Thank you, Mr. Chairman.
I'd like to answer the last question first by saying we have 100% confidence in the remedies we've put in place with respect to both the floor mats and the pedal assembly. Again, I'd be happy, either during the committee or later, to take members through what exactly those remedies are, just by way of demonstration.
It's also important to go back in time and look at the NHTSA database, as you and your colleagues have done, but also to compare it to that of Transport Canada. One of the significant differences between the United States and Canada is that the NHTSA database is based on a customer questionnaire. It is not based on a set of verified incidents. It is simply reporting onto their website. By contrast, what you've received from Transport Canada is a significantly different quality of data. Transport looks into those complaints and attempts to verify what has been going on. In many cases those complaints come nowhere near the manufacturer but are handled by Transport Canada investigators.
During the period you talked about, early in the decade, typically the vehicles, particularly in our lineup, that would have been affected had mechanical throttle assemblies. Historically, for the automobile, where you had those throttle cables and mechanical linkages, you tended to get binding and seizing of the system. That is a well-known mechanical defect in the system. In fact, here in Canada, with the salt conditions and other climatic conditions that we have in place, perhaps the problem is potentially worse with those mechanical linkages. The movement to electronic throttle control eliminates those mechanical linkages and takes that problem away.

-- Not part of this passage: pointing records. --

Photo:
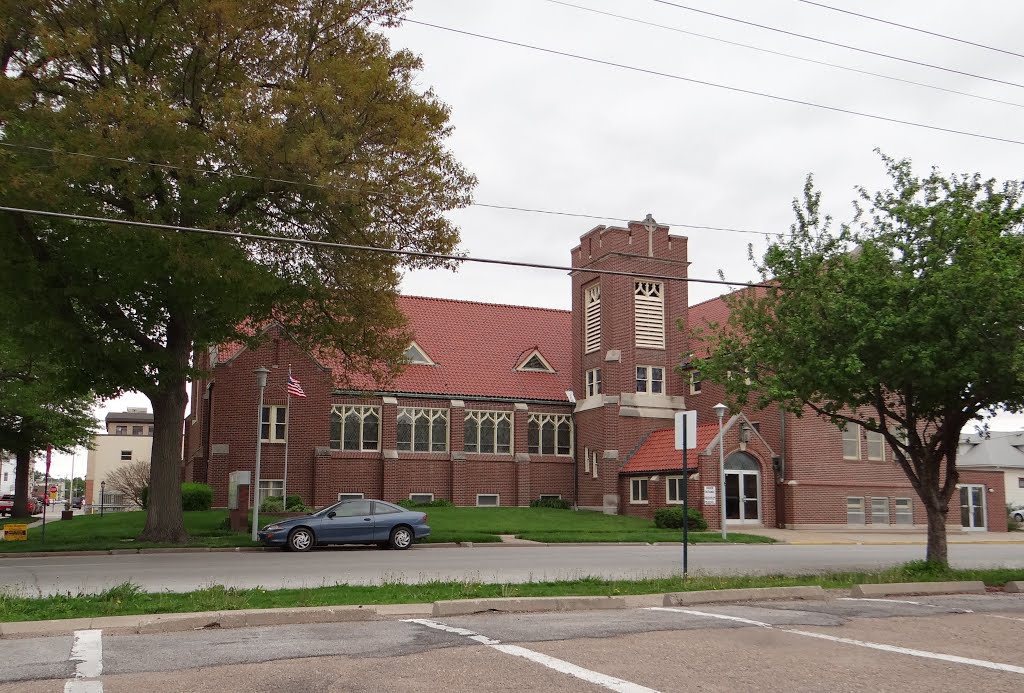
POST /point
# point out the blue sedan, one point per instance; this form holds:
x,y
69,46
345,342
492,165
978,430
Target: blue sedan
x,y
349,522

When I look at the NHTSA database, roughly 40% of all of the recalls in the United States for unintended acceleration—and I'm seeing 12 manufacturers affected by that—involved cable-binding incidents. As I said, when we move to the new technologies, that goes away.
We have looked at our own warranty data. We've given it to a third-party engineering firm to look at Toyota Canada warranty data. Our warranties do not show any problems that have occurred as a result of moving to the electronic throttle control. So we're very confident in that new technology for solving that particular issue.